The new centers are the COSEE Great Lakes (University of Michigan and others); COSEE Ocean Systems (Bigelow Laboratory for Ocean Sciences in Maine, and others); and COSEE Ocean Learning Communities (University of Washington, Seattle, and others). NOAA Sea Grant is contributing approximately 50 percent of the funding for the COSEE Great Lakes.

“The COSEE network promotes a better understanding of the key role the ocean plays in global environmental cycles and processes,” said Larry Clark, acting director of NSF’s Division of Ocean Sciences. “COSEE activities highlight the contributions ocean-science researchers make to scientific knowledge in these important areas. NSF is encouraging the ocean-science research community to become more involved in education at all levels. The establishment of these centers is an important milestone.”

Existing centers are COSEE California; COSEE Florida; COSEE Central Gulf of Mexico; COSEE Mid-Atlantic; COSEE New England; COSEE South East; and COSEE West. The Consortium for Oceanographic Research and Education (CORE) in Washington, D.C. coordinates the network and promotes the program, including outreach to professional societies and organizations.

Each COSEE represents one or more ocean science research institution, an informal science education organization, and at least one affiliate organization representing the formal education community.

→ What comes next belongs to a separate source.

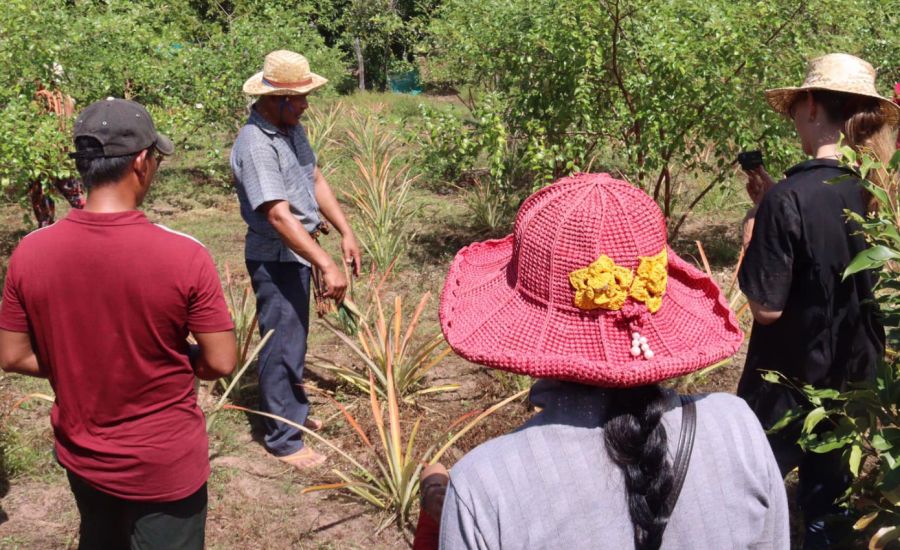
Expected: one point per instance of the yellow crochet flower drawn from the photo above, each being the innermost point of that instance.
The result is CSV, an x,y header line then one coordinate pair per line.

Center activities include:

  • establishing links between people and organizations conducting ocean-science research and those providing educational leadership or outreach among diverse communities
  • providing expertise and guidance for research scientists involved in education, such as conducting workshops to encourage scientists to develop collaborative grant proposals with educators or to experiment with various education and teaching strategies
  • providing incentives and assistance for school districts and teachers to integrate ocean sciences into their curricula
  • facilitating the integration of research results into high-quality educational materials, as well as fostering the development and dissemination of those materials both regionally and nationally

The COSEE network is coordinating ocean-science education on a national level. COSEEs have, for example, contributed to developing a national framework for ocean literacy, guided scientists on how to engage in education and public outreach, and contributed to a course on communicating about ocean sciences.

In addition, said Clark, COSEE centers ensure that groups underrepresented in the ocean sciences have improved access to ocean-science education and research results. “Historically, the field of oceanography has not attracted a diverse set of students, and only limited progress has been made in the past decade. COSEEs make a concerted effort to include underrepresented groups in both formal and informal educational activities about the oceans.”